For individual journalists trying to build a following and for publishers trying to extend reach without growing headcount, these tools serve a real purpose. The problem, as several media ethics researchers have noted, is that optimising for the metrics these tools measure (clicks, shares, watch time, follower growth) tends to push content toward simplification, emotional framing and personality-driven coverage.

That’s the documented outcome of a decade of algorithm-driven content on social platforms. The same incentive structures that produced engagement-maximising content on Facebook are now being imported into newsrooms through creator tools that reward the same behaviours.

For startups building in this space, that creates an ethical question: is the product making journalism better, or is it making the metrics better while the journalism slowly deteriorates?
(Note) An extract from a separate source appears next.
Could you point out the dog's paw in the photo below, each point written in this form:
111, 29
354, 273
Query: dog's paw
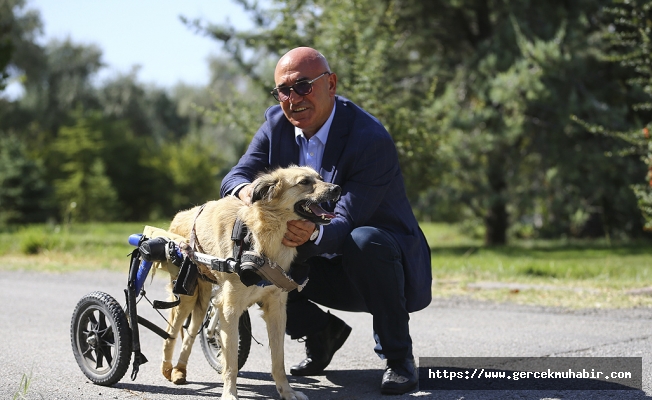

So What’s The Alternative?

 

News leaders pushing the creator model reasonably argue that they don’t have much choice.

Search traffic is declining as AI answer engines absorb queries that used to drive clicks to publishers. Social platforms have deprioritised news content in their algorithms. Newsletter and subscription growth requires direct audience relationships that look a lot like the ones creators have. The economics of traditional journalism are broken, and the creator model offers a survival path that the old model no longer does.

The real debate is no longer “creator journalism versus real journalism.” It’s whether publishers can build creator-style audience relationships while maintaining the editorial standards that differentiate professional journalism from the content it’s now competing with.

It can be done – WIRED’s numbers suggest personality-driven journalism and genuine reporting need not be mutually exclusive. But the Reuters data also suggests that the profession’s confidence in itself is collapsing at exactly the moment it’s being asked to perform the most.

Trust is the one asset journalism has that no creator, no AI summary engine and no social platform can fully replicate. It’s also, right now, the one asset that’s being depleted fastest.

For the next generation of founders building in media and creator tech, that’s the question worth asking: are they accelerating the erosion, or just arriving after it already happened?